There is no single right answer. The 2010 NIH consensus statement explicitly framed both TOLAC and elective repeat cesarean as ethically and medically defensible options.
Where this fits in your prenatal timeline
VBAC counseling typically happens at the new-OB visit (8 to 12 weeks), revisited at 28 weeks, and finalized in late third trimester. You can use the Pregnancy Week Calculator to track milestones, and the Due Date Calculator for accurate dating, which matters because postdates pregnancy lowers TOLAC success.
If this is a twin pregnancy, the picture changes. See twin pregnancy due dates for the dating side; TOLAC for twins is possible in selected cases but requires careful candidate selection.
Questions to bring to the visit
- What was the type of uterine incision in my prior cesarean? Can I see the operative report?
- What is my predicted VBAC success?
- Does this hospital perform TOLAC, and what is the local success rate?

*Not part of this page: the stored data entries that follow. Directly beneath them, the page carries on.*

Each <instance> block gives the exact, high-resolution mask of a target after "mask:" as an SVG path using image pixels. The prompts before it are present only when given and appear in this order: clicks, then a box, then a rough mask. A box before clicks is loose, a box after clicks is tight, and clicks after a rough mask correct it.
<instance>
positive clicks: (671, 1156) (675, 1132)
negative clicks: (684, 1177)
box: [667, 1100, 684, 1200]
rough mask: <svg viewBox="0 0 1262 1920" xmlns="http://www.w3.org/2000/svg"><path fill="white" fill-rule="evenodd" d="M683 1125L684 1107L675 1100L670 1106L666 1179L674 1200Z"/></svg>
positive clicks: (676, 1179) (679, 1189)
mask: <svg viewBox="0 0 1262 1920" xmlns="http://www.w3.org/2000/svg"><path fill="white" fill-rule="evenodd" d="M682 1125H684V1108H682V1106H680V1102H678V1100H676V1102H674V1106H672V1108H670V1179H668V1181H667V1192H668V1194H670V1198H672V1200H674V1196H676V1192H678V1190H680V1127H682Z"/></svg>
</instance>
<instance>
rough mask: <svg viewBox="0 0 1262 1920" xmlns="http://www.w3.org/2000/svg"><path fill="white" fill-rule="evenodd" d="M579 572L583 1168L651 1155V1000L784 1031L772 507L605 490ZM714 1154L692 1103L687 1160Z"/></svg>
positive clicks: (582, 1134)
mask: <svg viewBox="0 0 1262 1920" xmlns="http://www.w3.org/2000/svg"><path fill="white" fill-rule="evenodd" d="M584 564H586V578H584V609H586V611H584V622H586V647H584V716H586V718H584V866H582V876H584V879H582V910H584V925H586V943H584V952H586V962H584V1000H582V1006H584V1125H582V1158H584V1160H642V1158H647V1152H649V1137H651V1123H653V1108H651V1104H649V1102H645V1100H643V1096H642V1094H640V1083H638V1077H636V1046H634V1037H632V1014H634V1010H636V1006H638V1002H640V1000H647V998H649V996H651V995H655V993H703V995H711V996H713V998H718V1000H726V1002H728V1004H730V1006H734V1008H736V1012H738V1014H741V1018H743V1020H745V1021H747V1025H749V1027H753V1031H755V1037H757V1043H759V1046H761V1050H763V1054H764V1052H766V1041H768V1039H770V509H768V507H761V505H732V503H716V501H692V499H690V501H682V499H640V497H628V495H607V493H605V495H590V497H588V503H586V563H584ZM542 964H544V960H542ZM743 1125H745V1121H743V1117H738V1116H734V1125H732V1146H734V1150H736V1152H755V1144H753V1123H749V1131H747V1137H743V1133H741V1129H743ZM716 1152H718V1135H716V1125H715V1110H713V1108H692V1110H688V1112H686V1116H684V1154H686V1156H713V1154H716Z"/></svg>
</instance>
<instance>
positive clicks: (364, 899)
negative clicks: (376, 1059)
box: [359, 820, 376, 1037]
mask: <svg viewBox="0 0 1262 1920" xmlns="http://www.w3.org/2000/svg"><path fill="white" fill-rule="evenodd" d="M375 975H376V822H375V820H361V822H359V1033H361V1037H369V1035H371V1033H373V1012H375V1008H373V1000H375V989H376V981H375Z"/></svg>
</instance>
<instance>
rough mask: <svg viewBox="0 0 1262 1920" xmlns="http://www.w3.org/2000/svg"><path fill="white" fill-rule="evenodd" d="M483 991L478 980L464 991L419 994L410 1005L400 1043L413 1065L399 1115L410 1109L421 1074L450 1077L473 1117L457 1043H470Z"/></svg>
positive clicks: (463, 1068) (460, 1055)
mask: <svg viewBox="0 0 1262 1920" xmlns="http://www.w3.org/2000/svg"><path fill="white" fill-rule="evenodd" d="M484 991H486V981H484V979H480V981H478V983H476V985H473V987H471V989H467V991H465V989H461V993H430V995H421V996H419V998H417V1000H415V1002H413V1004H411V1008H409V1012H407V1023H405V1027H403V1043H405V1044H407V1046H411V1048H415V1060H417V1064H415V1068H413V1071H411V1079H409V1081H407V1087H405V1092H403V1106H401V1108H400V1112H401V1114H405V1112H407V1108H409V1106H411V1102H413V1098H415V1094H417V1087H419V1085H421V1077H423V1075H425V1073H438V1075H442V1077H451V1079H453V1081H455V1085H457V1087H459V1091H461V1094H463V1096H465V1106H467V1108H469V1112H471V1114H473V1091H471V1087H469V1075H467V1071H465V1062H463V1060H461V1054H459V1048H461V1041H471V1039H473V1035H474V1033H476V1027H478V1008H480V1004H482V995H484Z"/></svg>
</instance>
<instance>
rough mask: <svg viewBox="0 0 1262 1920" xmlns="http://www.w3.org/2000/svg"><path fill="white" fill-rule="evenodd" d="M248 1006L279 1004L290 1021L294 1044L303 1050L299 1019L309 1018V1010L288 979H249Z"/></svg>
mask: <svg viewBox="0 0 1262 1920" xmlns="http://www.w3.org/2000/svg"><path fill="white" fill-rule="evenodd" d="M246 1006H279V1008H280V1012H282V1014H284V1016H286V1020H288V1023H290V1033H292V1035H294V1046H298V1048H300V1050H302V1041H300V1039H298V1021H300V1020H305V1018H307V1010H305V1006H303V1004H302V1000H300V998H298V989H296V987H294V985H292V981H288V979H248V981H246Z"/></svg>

- What is the plan if I go past 40 weeks?
- What induction methods, if any, are used here for VBAC candidates?
The bottom line
VBAC is a reasonable choice for most people with one prior low-transverse cesarean and no other contraindications. Success averages 60 to 80 percent, predicted by prior vaginal birth, spontaneous labor, and the indication for the original cesarean. Uterine rupture risk is real but small (0.5 to 0.9 percent). The MFMU calculator gives a personalized success estimate, and the decision is ultimately a values-laden one made between you, your partner, and your provider.